A DOCS Education member writes:
My 66-year-old patient takes propranolol and levothyroxine. While no contraindications appear between these drugs and triazolam, I'd welcome additional guidance about the situation.
The woman's primary care physician advises 2 mg amoxicillin one hour before treatment due to mitral valve prolapse. The doctor also suggests propranolol later in the day (but no thyroid medication). The woman will take 5 mg Valiumâ„¢ the night before.

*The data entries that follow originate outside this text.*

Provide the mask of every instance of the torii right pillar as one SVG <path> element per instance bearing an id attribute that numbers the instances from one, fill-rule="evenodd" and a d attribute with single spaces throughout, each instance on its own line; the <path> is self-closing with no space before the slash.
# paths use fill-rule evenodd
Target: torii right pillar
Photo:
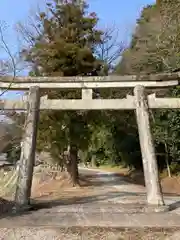
<path id="1" fill-rule="evenodd" d="M 164 211 L 168 207 L 165 206 L 159 180 L 155 148 L 150 128 L 148 97 L 145 93 L 145 88 L 140 85 L 136 86 L 134 88 L 134 97 L 148 207 L 153 207 L 155 211 Z"/>

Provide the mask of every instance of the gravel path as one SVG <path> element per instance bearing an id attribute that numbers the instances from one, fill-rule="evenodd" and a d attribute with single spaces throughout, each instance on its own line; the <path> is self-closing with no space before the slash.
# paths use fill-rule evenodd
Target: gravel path
<path id="1" fill-rule="evenodd" d="M 99 183 L 95 188 L 96 196 L 79 198 L 69 204 L 56 201 L 38 211 L 1 218 L 0 240 L 152 240 L 168 239 L 180 230 L 180 216 L 176 212 L 144 213 L 143 187 L 103 171 L 81 169 L 81 174 L 87 177 L 94 174 L 93 181 Z M 166 201 L 174 203 L 176 200 L 171 197 Z M 119 227 L 127 231 L 116 230 Z M 156 230 L 155 227 L 176 230 Z M 72 231 L 74 228 L 76 231 Z"/>

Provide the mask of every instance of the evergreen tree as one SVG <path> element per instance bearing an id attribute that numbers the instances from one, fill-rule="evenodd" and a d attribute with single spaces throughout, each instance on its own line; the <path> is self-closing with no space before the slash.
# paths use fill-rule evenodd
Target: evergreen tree
<path id="1" fill-rule="evenodd" d="M 88 6 L 76 1 L 48 3 L 49 15 L 40 14 L 41 34 L 34 38 L 30 49 L 23 50 L 26 61 L 32 63 L 35 76 L 88 76 L 98 74 L 103 65 L 95 56 L 103 32 L 96 25 L 95 13 L 88 14 Z M 37 26 L 38 27 L 38 26 Z M 49 98 L 79 98 L 79 91 L 46 92 Z M 46 111 L 40 115 L 38 148 L 48 149 L 56 161 L 69 149 L 66 162 L 73 185 L 78 184 L 77 153 L 87 148 L 91 113 L 80 111 Z"/>

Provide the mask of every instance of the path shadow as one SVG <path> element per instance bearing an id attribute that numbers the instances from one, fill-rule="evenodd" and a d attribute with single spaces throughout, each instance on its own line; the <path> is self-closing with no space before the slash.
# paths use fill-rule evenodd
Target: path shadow
<path id="1" fill-rule="evenodd" d="M 116 200 L 113 202 L 113 199 L 116 199 L 116 198 L 128 198 L 128 197 L 145 197 L 145 193 L 137 193 L 137 192 L 117 192 L 117 191 L 112 191 L 112 192 L 108 192 L 108 193 L 105 193 L 105 194 L 97 194 L 95 196 L 83 196 L 83 197 L 67 197 L 67 198 L 64 198 L 63 200 L 62 199 L 56 199 L 56 200 L 42 200 L 41 197 L 39 198 L 36 198 L 36 199 L 32 199 L 31 200 L 31 209 L 29 211 L 26 211 L 26 212 L 17 212 L 17 213 L 12 213 L 12 208 L 9 209 L 9 211 L 7 212 L 4 212 L 1 214 L 0 216 L 0 219 L 3 219 L 3 218 L 14 218 L 14 217 L 17 217 L 17 216 L 25 216 L 25 215 L 31 215 L 33 214 L 34 212 L 38 212 L 39 210 L 42 210 L 42 209 L 52 209 L 54 207 L 63 207 L 63 206 L 73 206 L 73 207 L 76 207 L 78 205 L 87 205 L 87 204 L 91 204 L 91 203 L 98 203 L 99 201 L 102 202 L 102 201 L 105 201 L 104 204 L 109 204 L 110 205 L 117 205 L 117 208 L 118 208 L 118 205 L 120 204 L 121 206 L 123 205 L 123 202 L 117 202 Z M 170 196 L 170 195 L 168 195 Z M 172 195 L 174 196 L 174 195 Z M 106 200 L 110 200 L 110 202 L 107 202 Z M 134 205 L 135 207 L 137 206 L 137 208 L 140 206 L 140 205 L 143 205 L 145 206 L 146 204 L 145 203 L 127 203 L 126 200 L 124 202 L 124 205 Z M 11 203 L 11 207 L 12 207 L 12 203 Z M 95 207 L 96 205 L 94 205 Z M 93 206 L 92 206 L 93 207 Z M 180 201 L 177 201 L 175 203 L 172 203 L 169 205 L 170 207 L 170 211 L 173 211 L 177 208 L 180 207 Z"/>

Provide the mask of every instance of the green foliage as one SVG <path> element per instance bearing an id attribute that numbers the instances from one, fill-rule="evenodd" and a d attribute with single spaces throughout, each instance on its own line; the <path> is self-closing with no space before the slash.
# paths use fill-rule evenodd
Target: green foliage
<path id="1" fill-rule="evenodd" d="M 28 62 L 33 63 L 31 75 L 87 76 L 97 75 L 103 66 L 95 56 L 103 32 L 96 25 L 95 13 L 87 13 L 74 1 L 56 1 L 47 4 L 49 15 L 40 14 L 41 34 L 34 39 L 30 49 L 23 51 Z M 38 27 L 38 26 L 37 26 Z M 48 91 L 50 99 L 80 98 L 78 91 Z M 94 116 L 94 115 L 93 115 Z M 44 111 L 40 115 L 38 150 L 48 150 L 61 161 L 62 152 L 69 145 L 84 151 L 89 147 L 91 129 L 90 112 Z"/>
<path id="2" fill-rule="evenodd" d="M 117 65 L 118 74 L 157 73 L 172 71 L 180 67 L 180 18 L 179 1 L 164 1 L 143 9 L 137 20 L 131 44 Z M 180 97 L 179 87 L 165 93 L 169 97 Z M 158 110 L 153 112 L 153 136 L 157 153 L 167 156 L 172 162 L 180 160 L 180 111 Z M 160 157 L 158 157 L 160 159 Z M 164 166 L 165 158 L 160 165 Z"/>

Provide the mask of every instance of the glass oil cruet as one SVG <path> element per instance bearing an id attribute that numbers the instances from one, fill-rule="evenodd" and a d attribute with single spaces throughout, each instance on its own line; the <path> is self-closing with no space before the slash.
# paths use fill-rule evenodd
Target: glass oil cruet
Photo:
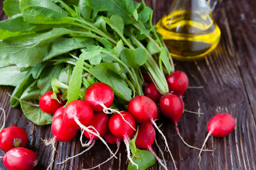
<path id="1" fill-rule="evenodd" d="M 174 0 L 157 23 L 174 59 L 204 57 L 218 45 L 220 30 L 212 16 L 218 0 Z"/>

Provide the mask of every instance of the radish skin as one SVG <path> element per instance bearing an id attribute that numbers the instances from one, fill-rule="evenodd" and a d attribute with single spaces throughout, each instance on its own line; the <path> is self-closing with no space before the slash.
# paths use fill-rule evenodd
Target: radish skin
<path id="1" fill-rule="evenodd" d="M 155 122 L 155 120 L 158 117 L 159 113 L 158 108 L 155 103 L 147 96 L 137 96 L 130 101 L 128 104 L 128 112 L 133 115 L 134 120 L 138 123 L 146 124 L 151 122 L 158 132 L 162 135 L 166 146 L 166 150 L 170 153 L 175 169 L 177 169 L 175 161 L 169 149 L 166 137 Z"/>
<path id="2" fill-rule="evenodd" d="M 180 135 L 177 126 L 178 121 L 180 119 L 184 110 L 184 105 L 181 99 L 172 93 L 168 93 L 163 96 L 160 100 L 159 107 L 161 113 L 174 122 L 177 134 L 183 143 L 189 147 L 201 150 L 199 148 L 188 144 Z M 204 151 L 212 151 L 212 150 L 208 150 Z"/>
<path id="3" fill-rule="evenodd" d="M 199 164 L 201 161 L 200 154 L 205 144 L 210 135 L 213 135 L 218 138 L 226 137 L 234 130 L 236 127 L 236 120 L 234 118 L 231 114 L 228 113 L 218 113 L 212 117 L 212 118 L 209 121 L 208 125 L 207 126 L 208 134 L 207 134 L 205 140 L 203 144 L 201 151 L 198 156 L 198 158 L 199 158 Z"/>
<path id="4" fill-rule="evenodd" d="M 123 137 L 125 146 L 126 146 L 128 159 L 134 165 L 135 165 L 137 169 L 139 168 L 138 164 L 135 163 L 131 157 L 130 151 L 130 142 L 129 137 L 130 137 L 134 131 L 135 122 L 133 116 L 126 111 L 122 112 L 121 114 L 125 120 L 129 122 L 133 127 L 131 128 L 130 125 L 126 124 L 122 116 L 119 114 L 114 114 L 109 121 L 109 129 L 110 132 L 118 137 Z"/>

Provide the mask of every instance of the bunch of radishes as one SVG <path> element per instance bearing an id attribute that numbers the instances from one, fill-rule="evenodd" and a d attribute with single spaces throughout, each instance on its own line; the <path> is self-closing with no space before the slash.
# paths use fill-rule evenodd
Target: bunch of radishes
<path id="1" fill-rule="evenodd" d="M 54 146 L 53 143 L 56 140 L 63 142 L 69 142 L 77 135 L 78 130 L 81 129 L 83 132 L 80 137 L 81 145 L 88 147 L 84 152 L 59 164 L 88 151 L 94 145 L 95 141 L 100 139 L 112 154 L 106 161 L 115 157 L 120 143 L 123 141 L 127 147 L 128 159 L 138 169 L 138 165 L 133 161 L 129 146 L 130 140 L 135 138 L 136 146 L 148 149 L 159 163 L 167 169 L 165 162 L 163 162 L 156 155 L 151 147 L 155 141 L 155 128 L 162 135 L 167 151 L 169 152 L 176 168 L 166 138 L 155 122 L 159 115 L 159 108 L 164 116 L 174 121 L 176 131 L 184 143 L 190 147 L 200 150 L 185 143 L 177 128 L 178 121 L 184 112 L 182 95 L 188 85 L 186 74 L 182 71 L 176 71 L 167 76 L 166 80 L 170 92 L 164 95 L 159 92 L 153 82 L 148 82 L 151 79 L 147 78 L 147 75 L 145 74 L 144 78 L 148 82 L 144 87 L 145 96 L 137 96 L 133 98 L 128 104 L 127 110 L 120 111 L 111 107 L 114 94 L 112 89 L 104 83 L 95 83 L 89 86 L 84 94 L 84 100 L 77 100 L 65 103 L 61 99 L 60 94 L 57 94 L 57 100 L 53 99 L 52 91 L 47 92 L 41 97 L 39 100 L 41 109 L 48 114 L 54 114 L 51 126 L 54 137 L 45 141 L 46 144 L 52 144 Z M 223 129 L 224 124 L 225 125 L 225 129 Z M 216 137 L 227 135 L 233 131 L 235 125 L 236 121 L 230 114 L 221 113 L 216 115 L 209 123 L 209 133 L 204 145 L 210 135 Z M 89 139 L 86 143 L 82 143 L 83 135 Z M 107 143 L 118 144 L 115 153 L 111 151 Z M 201 151 L 210 151 L 203 150 L 203 147 Z M 163 158 L 164 160 L 163 156 Z"/>
<path id="2" fill-rule="evenodd" d="M 10 170 L 34 169 L 38 157 L 34 151 L 24 148 L 28 141 L 25 130 L 18 126 L 3 129 L 5 123 L 0 130 L 0 148 L 6 154 L 0 158 L 3 159 L 5 166 Z"/>

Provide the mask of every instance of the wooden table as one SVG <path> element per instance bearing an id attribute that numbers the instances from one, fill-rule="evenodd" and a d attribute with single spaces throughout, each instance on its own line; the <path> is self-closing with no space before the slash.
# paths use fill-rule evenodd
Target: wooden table
<path id="1" fill-rule="evenodd" d="M 155 23 L 170 6 L 168 0 L 145 1 L 154 10 Z M 0 20 L 7 18 L 0 1 Z M 226 112 L 233 116 L 237 125 L 234 131 L 224 138 L 210 137 L 205 148 L 214 152 L 201 154 L 185 146 L 176 135 L 174 125 L 160 116 L 158 122 L 167 137 L 169 147 L 176 162 L 178 169 L 256 169 L 256 1 L 250 0 L 220 0 L 213 16 L 221 31 L 217 49 L 201 61 L 184 62 L 175 61 L 176 70 L 186 73 L 189 86 L 201 86 L 200 89 L 188 89 L 184 95 L 185 109 L 204 113 L 204 115 L 184 113 L 179 121 L 181 135 L 189 144 L 197 147 L 203 144 L 207 134 L 207 124 L 214 114 Z M 6 112 L 6 127 L 18 126 L 28 134 L 26 147 L 34 151 L 39 162 L 36 169 L 46 169 L 51 159 L 51 148 L 45 146 L 41 138 L 51 138 L 51 125 L 38 126 L 28 121 L 20 107 L 11 108 L 7 92 L 13 87 L 0 87 L 0 107 Z M 0 116 L 1 124 L 3 117 Z M 158 134 L 160 148 L 164 143 Z M 56 144 L 58 152 L 55 163 L 59 163 L 85 148 L 81 147 L 79 135 L 70 142 Z M 110 146 L 113 150 L 116 146 Z M 155 144 L 153 149 L 156 153 Z M 0 155 L 5 153 L 1 151 Z M 105 161 L 110 156 L 109 151 L 100 141 L 81 156 L 64 164 L 54 165 L 53 169 L 81 169 L 90 168 Z M 128 166 L 125 146 L 122 144 L 118 159 L 113 159 L 96 169 L 126 169 Z M 174 164 L 167 152 L 164 157 L 168 169 Z M 0 169 L 6 169 L 0 160 Z M 148 169 L 163 169 L 158 163 Z"/>

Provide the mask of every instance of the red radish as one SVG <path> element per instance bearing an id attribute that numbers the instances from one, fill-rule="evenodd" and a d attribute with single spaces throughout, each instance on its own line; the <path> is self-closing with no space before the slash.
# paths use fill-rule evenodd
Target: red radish
<path id="1" fill-rule="evenodd" d="M 32 151 L 16 147 L 9 151 L 3 158 L 5 166 L 10 170 L 32 170 L 38 163 L 38 157 Z"/>
<path id="2" fill-rule="evenodd" d="M 154 102 L 154 101 L 153 101 Z M 122 114 L 122 115 L 121 115 Z M 127 157 L 130 162 L 135 165 L 137 169 L 138 165 L 131 159 L 130 152 L 130 146 L 129 137 L 131 136 L 134 131 L 135 122 L 134 118 L 131 114 L 126 111 L 121 112 L 120 114 L 114 114 L 109 121 L 109 129 L 110 132 L 116 137 L 123 137 L 125 145 L 126 146 Z M 127 124 L 125 120 L 129 124 Z M 132 127 L 131 127 L 131 126 Z"/>
<path id="3" fill-rule="evenodd" d="M 88 126 L 93 120 L 93 110 L 85 101 L 72 101 L 64 109 L 63 119 L 69 128 L 80 129 L 81 127 L 75 121 L 75 117 L 78 118 L 83 125 Z"/>
<path id="4" fill-rule="evenodd" d="M 97 133 L 92 131 L 88 126 L 93 119 L 93 110 L 91 106 L 84 100 L 74 100 L 66 105 L 63 112 L 63 120 L 67 126 L 73 129 L 81 129 L 98 137 L 108 147 L 112 154 L 112 152 L 108 144 Z M 90 126 L 91 128 L 93 128 Z M 82 134 L 81 134 L 82 135 Z M 115 157 L 116 158 L 116 157 Z"/>
<path id="5" fill-rule="evenodd" d="M 158 117 L 159 112 L 155 103 L 147 96 L 137 96 L 130 101 L 128 104 L 128 112 L 133 115 L 134 120 L 138 123 L 144 124 L 150 121 L 152 122 L 159 133 L 162 135 L 166 145 L 167 150 L 169 152 L 172 158 L 175 169 L 177 169 L 174 158 L 169 149 L 166 138 L 155 122 L 155 120 Z M 114 134 L 114 135 L 115 134 Z"/>
<path id="6" fill-rule="evenodd" d="M 207 126 L 208 134 L 203 144 L 199 153 L 199 163 L 201 160 L 201 152 L 210 135 L 216 137 L 224 137 L 230 134 L 236 127 L 236 120 L 228 113 L 221 113 L 217 114 L 209 121 Z"/>
<path id="7" fill-rule="evenodd" d="M 27 140 L 27 133 L 18 126 L 10 126 L 0 132 L 0 148 L 5 152 L 15 147 L 25 147 Z"/>
<path id="8" fill-rule="evenodd" d="M 152 149 L 152 144 L 155 139 L 155 130 L 153 126 L 150 122 L 146 124 L 140 124 L 139 125 L 139 130 L 135 139 L 135 145 L 137 147 L 148 149 L 155 158 L 158 160 L 159 163 L 166 169 L 168 169 L 166 165 L 163 164 L 161 159 L 156 155 L 155 152 Z"/>
<path id="9" fill-rule="evenodd" d="M 78 129 L 70 128 L 63 120 L 63 114 L 60 114 L 52 120 L 51 130 L 54 135 L 53 141 L 67 142 L 75 138 Z"/>
<path id="10" fill-rule="evenodd" d="M 91 130 L 94 133 L 98 133 L 100 137 L 104 137 L 108 131 L 109 116 L 103 112 L 94 112 L 93 113 L 93 119 L 90 124 L 94 128 Z M 90 133 L 86 131 L 84 131 L 84 135 L 90 139 L 88 143 L 90 144 L 93 140 L 98 139 L 99 138 L 96 137 L 94 134 Z"/>
<path id="11" fill-rule="evenodd" d="M 53 94 L 52 91 L 48 91 L 43 95 L 39 99 L 39 107 L 43 112 L 50 114 L 54 114 L 55 111 L 61 106 L 65 104 L 64 101 L 61 99 L 61 94 L 57 94 L 57 97 L 60 103 L 56 100 L 51 98 Z"/>
<path id="12" fill-rule="evenodd" d="M 159 103 L 160 99 L 163 96 L 153 83 L 147 84 L 144 86 L 143 94 L 144 95 L 150 97 L 156 103 Z"/>
<path id="13" fill-rule="evenodd" d="M 181 71 L 176 71 L 166 77 L 169 91 L 180 98 L 188 86 L 188 78 L 187 74 Z"/>
<path id="14" fill-rule="evenodd" d="M 172 93 L 168 93 L 163 96 L 159 102 L 159 108 L 161 113 L 167 118 L 171 120 L 175 126 L 175 129 L 177 134 L 183 143 L 187 146 L 197 150 L 200 150 L 199 148 L 192 146 L 187 143 L 183 138 L 180 135 L 179 130 L 178 121 L 180 119 L 184 110 L 183 103 L 181 99 L 177 95 Z M 205 150 L 204 151 L 209 151 L 212 150 Z"/>
<path id="15" fill-rule="evenodd" d="M 60 108 L 62 108 L 62 107 L 60 107 Z M 54 155 L 56 151 L 56 148 L 55 146 L 55 141 L 56 140 L 63 142 L 71 141 L 76 137 L 79 130 L 78 129 L 70 128 L 65 123 L 63 120 L 63 113 L 61 113 L 61 112 L 63 112 L 63 109 L 59 110 L 59 109 L 57 110 L 59 110 L 60 113 L 59 113 L 59 115 L 56 116 L 52 119 L 52 123 L 51 127 L 52 133 L 53 134 L 54 137 L 48 141 L 47 140 L 43 141 L 46 146 L 51 144 L 53 148 L 51 163 L 47 168 L 47 170 L 49 169 L 52 164 L 53 163 Z M 55 115 L 56 115 L 56 113 L 55 113 Z"/>
<path id="16" fill-rule="evenodd" d="M 133 97 L 128 104 L 128 112 L 135 122 L 144 124 L 154 121 L 158 117 L 158 106 L 148 97 L 137 96 Z"/>
<path id="17" fill-rule="evenodd" d="M 102 111 L 104 108 L 109 108 L 114 101 L 114 92 L 111 87 L 104 83 L 95 83 L 85 90 L 85 100 L 94 111 Z"/>
<path id="18" fill-rule="evenodd" d="M 142 71 L 142 76 L 143 76 L 143 79 L 145 82 L 148 83 L 153 83 L 153 81 L 148 73 L 145 73 Z"/>
<path id="19" fill-rule="evenodd" d="M 52 117 L 52 120 L 55 119 L 55 117 L 56 117 L 60 114 L 63 113 L 64 108 L 63 107 L 59 107 L 59 109 L 56 110 L 55 113 L 54 113 L 53 116 Z"/>

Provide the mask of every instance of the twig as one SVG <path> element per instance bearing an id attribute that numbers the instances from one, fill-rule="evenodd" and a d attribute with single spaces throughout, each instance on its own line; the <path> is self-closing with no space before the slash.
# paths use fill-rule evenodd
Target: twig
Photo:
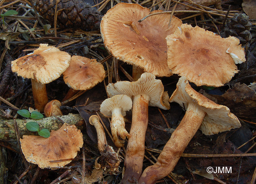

Dr. Anthony Feck, Dean of DOCS Education Faculty responds:
Two concerns strike me immediately. First is the elderly age of the patient. The second is the interaction between the nonselective beta blocker propranolol and the vasoconstrictor epinephrine in the local anesthetic.
Address the first issue, elderly age, by cutting in half the dose of diazepam and the loading dose of triazolam.
In the office, dose low and slow to effect.
As far as the vasoconstrictor goes, use local anesthetic with vasoconstrictor judiciously and slowly, carefully monitoring your patient.
I confess I'm puzzled by the instructions of the primary care physician. Withholding patient medications is generally open for debate. In any case I would go ahead and follow those instructions anyway.
My suggestion is different regarding the antibiotic prophylaxis. That flies in the face of current recommendations. Advise the primary care physician of that fact. They may still hold to the stance. In that case insist they write the prescription for the amoxicillin and document it in the patient's record.